Architecture innovations — mHC (Manifold-Constrained Hyper-Connections) for training stability, and Engram for building long-term memory outside the model. mHC is widely expected to be used in V4.
"Non-mainstream" explorations — DeepSeek-OCR (converting text to images before feeding to the model), continuous learning, autonomous learning, and consultations with neuroscience/brain science advisors to explore mechanisms closer to the human brain.

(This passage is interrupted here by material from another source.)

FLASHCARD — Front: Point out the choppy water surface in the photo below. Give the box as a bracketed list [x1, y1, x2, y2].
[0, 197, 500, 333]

What DeepSeek Is NOT Doing

Not investing heavily in multimodal generation — Liang believes it is not on the main path to intelligence.
Not aggressively pursuing Agent products — though V3.2 strengthened agent capabilities, DeepSeek's iteration frequency has been lower than competitors. Since early 2025, Zhipu updated 5 versions, MiniMax 4 versions, and Kimi 3 versions focused on Agent/coding. DeepSeek-V3.2 ranks only #12 in OpenRouter's OpenClaw token consumption.
Not building consumer products beyond a basic chatbot — though the article notes DeepSeek has recently begun hiring for Agent product roles, specifically seeking people familiar with Claude Code, OpenClaw, and Manus.

Liang Wenfeng's Unique AGI Goals

Beyond pursuing intelligence ceiling, Liang prioritizes two things most labs do not:

Building on domestic (Chinese) chip ecosystems — adapting models for domestic GPUs, using Chinese-originated open-source tools (TileLang over Triton), and designing data formats for next-generation domestic chips.
"Original innovation" — pursuing directions that big companies or other startups won't try: the Janus unified multimodal series, the Prover formal verification series, OCR research, continuous learning, and brain-inspired approaches.

Outlook

The article concludes that V4, when released, will likely be the strongest open-source model but will not be overwhelmingly dominant, as "strong" has become increasingly context-dependent across different use cases. DeepSeek faces the tension between Liang's emphasis on original exploration and the industry's pressure to simply "stay the strongest."

A person close to DeepSeek says: "Those who stay still have some idealism." Another observer notes: "Only when more companies like DeepSeek appear will Chinese technology have a chance to go from 'replication' to leading."